Essentially recovery is about not stressing my incisions. I have lifting restrictions. My surgeon’s anecdotes of repairing lung hernias for those who do not listen were deterrent enough for me. Not lifting more than 5 lbs - also means no pulling, no pushing, no sliding, etc of anything over 5 lbs for six weeks.

While I do not need assistance with my activities of daily living, our adult daughter has been a godsend for grocery shopping, lawn mowing, etc. even things I never foresaw such as lifting the weights weekly on our grandfather clock.

Exercising and strengthening lungs ... When I woke up after surgery I was handed my very own Voldyne 5000! Actually it’s rather fun once you get the hang of it, inhaling steadily to try and keep the bobber suspended in the “best” range.

Walking is unrestricted. I’ve currently built up walking to a mile twice daily, stretching it each day. Pre-surgery I walked two miles most days of the week.  

I must confess that in our parallel universe I have found it helpful in my healing that Patti’s outings from her care facility, now made possible by our daughter, have only fallen off about one day a week during my recovery.

related entries:

when caregivers get sick - lung cancer Mar 24



Patrick Leer
BLOGS:
Caregivingly Yours, MS Caregiver @ http://caregivinglyyours.blogspot.com/

Friday, April 06, 2012

Tiger Woods vs Multiple Sclerosis Caregiver

The challenges of living with Multiple Sclerosis and the PR maxim that any publicity is good publicity are certainly getting a trial by fire this week.

     “… There is a part of me, a big part of me, that will be rooting against Tiger Woods
     In fact, there is a part of me that hopes Tiger Woods never wins another golf tournament.     He is not a good person, and I’m sorry, I simply cannot root for athletes who treat those around them like garbage…”
     “…Tiger Woods' half-siblings say their calls for help from the golf superstar have fallen on deaf ears.     Woods' older half-sibling Kevin Woods has been battling multiple sclerosis and is now confined to a wheelchair. He needs a caretaker and is in danger of losing his San Jose home…”
   "We haven't asked Tiger for a dime," says Earl Jr., who lives in Phoenix. "Not even tickets to a tournament. But Kevin's losing his home. He needs a caregiver and he can't have a caregiver and keep his home at the same time.   A spokesman for Tiger said that he's preparing for the Masters and wouldn't be returning my call to talk about it..”
While US celebrity and sports driven media feeds on the larger than life story involved in the Woods brothers dealing or not dealing with MS as an extended family, I for one wish that the families and friends of the other 400,000 Americans and 2.5 million people worldwide diagnosed with MS take the time to look in the mirror.

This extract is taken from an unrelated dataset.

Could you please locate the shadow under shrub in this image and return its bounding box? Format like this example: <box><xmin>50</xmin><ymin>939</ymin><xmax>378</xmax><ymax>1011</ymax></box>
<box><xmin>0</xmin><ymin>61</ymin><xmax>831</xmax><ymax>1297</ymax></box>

Caregivingly Yours, Patrick Leer 

Monday, April 02, 2012

empathy and caregiving


“You never really know a man until you understand things from his point of view, until you climb into his skin and walk around in it.” … Harper Lee, ‘To Kill a Mockingbird’

As I sat on the bathroom floor from my first and only fall during recovery (and with only my pride injured), I could hear echoes of my own voice asking Patti … “why are you still trying to do things you can no longer do?”

Recovering from surgery has been eye opening. Through a quarter century of caregiving for Patti’s Multiple Sclerosis and physical decline, I’ve never experienced physical compromise myself.

Yes, my pain and challenges are only temporary and in less than a month will be gone but daily I find myself feeling staggered by the seemingly endless ripples of change.

Even riding in our car or our wheelchair accessible van as a passenger is so rough on my ribs it feels more like a roller coaster. Shoulder harnesses may be safe but not ‘kind’ to ribs healing from being spread apart for lung cancer surgery. Thank goodness for faux-down vests, the next best thing to bubble wrapping yourself. J

Seeing, dealing with, and adapting to physical change from the caregiver’s perspective is incomparable to living it.